Princeton profesörü Philip Cerny bunun yerine yeni Ortaçağ dünyasının, gücün bir kısmının devletten devlet dışı aktörlere dağıldığı ancak temel sorunların ve küresel zorlukların hâlâ ele alınabildiği bir “kalıcı düzensizlik” dünyası olacağını öngörüyor. Karanlık çağlar her zaman karanlık değildi. Cerny, Avrupa’daki Ortaçağ döneminin “artan sosyal, ekonomik ve siyasi gelişmenin” yanı sıra “artan fazlalıklar [ve] bilgi ve yeniliğin yayılması” olduğuna dikkat çekiyor.

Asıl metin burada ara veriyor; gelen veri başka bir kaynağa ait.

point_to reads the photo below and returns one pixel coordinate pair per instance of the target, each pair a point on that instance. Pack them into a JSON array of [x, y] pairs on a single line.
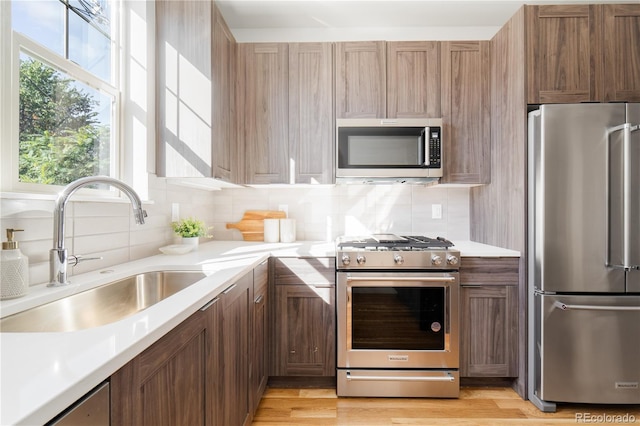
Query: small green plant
[[191, 227]]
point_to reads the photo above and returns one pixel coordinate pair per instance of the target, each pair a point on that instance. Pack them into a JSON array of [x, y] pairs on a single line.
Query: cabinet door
[[265, 99], [413, 79], [563, 54], [311, 119], [224, 60], [489, 331], [183, 89], [260, 335], [304, 331], [236, 302], [173, 382], [466, 112], [360, 79], [489, 317], [622, 52]]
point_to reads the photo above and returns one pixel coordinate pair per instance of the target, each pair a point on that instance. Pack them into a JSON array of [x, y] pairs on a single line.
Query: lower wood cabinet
[[236, 303], [303, 317], [259, 334], [198, 373], [489, 317], [175, 381]]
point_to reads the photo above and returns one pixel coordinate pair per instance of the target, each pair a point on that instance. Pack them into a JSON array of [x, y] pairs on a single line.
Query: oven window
[[404, 318]]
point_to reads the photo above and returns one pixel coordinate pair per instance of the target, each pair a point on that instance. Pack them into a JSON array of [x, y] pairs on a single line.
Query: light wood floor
[[476, 406]]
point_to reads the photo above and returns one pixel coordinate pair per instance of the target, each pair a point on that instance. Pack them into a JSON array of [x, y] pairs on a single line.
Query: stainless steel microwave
[[378, 150]]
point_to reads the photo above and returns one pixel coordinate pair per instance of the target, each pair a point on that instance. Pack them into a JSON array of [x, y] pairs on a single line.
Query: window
[[67, 97]]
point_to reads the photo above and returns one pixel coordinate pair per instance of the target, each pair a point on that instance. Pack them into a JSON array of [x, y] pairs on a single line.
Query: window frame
[[18, 43]]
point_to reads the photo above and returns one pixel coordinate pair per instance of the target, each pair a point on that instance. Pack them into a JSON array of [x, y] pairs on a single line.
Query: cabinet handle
[[210, 304], [228, 289]]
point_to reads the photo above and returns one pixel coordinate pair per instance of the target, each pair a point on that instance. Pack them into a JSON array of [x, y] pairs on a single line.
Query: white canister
[[287, 230], [271, 230], [14, 269]]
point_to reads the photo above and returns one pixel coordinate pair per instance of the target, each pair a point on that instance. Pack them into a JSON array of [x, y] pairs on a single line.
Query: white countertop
[[43, 373]]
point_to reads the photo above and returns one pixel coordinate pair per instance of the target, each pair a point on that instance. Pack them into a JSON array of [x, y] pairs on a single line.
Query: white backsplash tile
[[322, 213]]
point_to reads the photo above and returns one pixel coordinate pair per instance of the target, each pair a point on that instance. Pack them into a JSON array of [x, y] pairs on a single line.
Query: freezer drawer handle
[[566, 307], [447, 377]]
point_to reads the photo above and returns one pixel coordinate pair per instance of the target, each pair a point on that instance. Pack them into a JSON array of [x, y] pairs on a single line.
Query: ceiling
[[335, 20]]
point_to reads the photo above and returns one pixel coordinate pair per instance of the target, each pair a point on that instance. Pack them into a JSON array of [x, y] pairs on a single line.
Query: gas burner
[[393, 252], [381, 242]]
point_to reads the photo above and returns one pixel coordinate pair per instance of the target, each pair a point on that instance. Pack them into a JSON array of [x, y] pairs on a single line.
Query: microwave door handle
[[425, 154]]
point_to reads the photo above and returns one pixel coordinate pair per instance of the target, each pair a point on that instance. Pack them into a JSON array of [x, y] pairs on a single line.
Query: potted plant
[[191, 229]]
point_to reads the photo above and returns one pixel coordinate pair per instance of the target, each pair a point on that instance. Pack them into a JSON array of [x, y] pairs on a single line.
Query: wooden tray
[[252, 223]]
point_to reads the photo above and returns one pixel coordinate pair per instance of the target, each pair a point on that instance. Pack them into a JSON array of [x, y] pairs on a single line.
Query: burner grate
[[393, 242]]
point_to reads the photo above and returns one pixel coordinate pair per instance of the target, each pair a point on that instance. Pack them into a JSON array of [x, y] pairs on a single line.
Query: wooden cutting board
[[252, 223]]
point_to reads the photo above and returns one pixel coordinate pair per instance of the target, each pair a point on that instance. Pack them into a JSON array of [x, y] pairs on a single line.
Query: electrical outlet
[[436, 211], [175, 212]]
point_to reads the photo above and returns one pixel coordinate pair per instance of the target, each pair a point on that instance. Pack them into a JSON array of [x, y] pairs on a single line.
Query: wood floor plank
[[476, 406]]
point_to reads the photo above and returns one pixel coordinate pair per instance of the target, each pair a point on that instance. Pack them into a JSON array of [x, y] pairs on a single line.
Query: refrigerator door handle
[[565, 307], [626, 129]]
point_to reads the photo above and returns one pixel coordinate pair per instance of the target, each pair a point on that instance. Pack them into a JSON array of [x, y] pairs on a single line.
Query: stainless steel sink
[[102, 305]]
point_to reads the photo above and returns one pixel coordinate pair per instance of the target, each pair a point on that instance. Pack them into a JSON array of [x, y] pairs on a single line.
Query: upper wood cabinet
[[622, 52], [287, 95], [195, 108], [466, 112], [225, 156], [361, 75], [183, 88], [311, 118], [413, 79], [562, 48], [375, 79], [583, 53], [264, 86]]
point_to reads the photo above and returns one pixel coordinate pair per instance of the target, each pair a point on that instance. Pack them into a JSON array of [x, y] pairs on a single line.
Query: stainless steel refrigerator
[[584, 254]]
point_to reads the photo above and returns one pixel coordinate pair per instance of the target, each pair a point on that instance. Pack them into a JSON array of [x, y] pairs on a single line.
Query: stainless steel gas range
[[397, 316]]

Neo-ortaçağcılık, düzeni olmayan ama çökmeyen bir dünyayı anlamlandırmalarına yardımcı oluyor. 21. yüzyıl giderek artan bir şekilde buna benzeyecek gibi. Yeni ortaçağcılık geleceğin savaşlarının nasıl başlayacağını anlamamıza yardımcı olabilir.”
Bu yazı ilk kez 12 Şubat 2024’te yayımlanmıştır.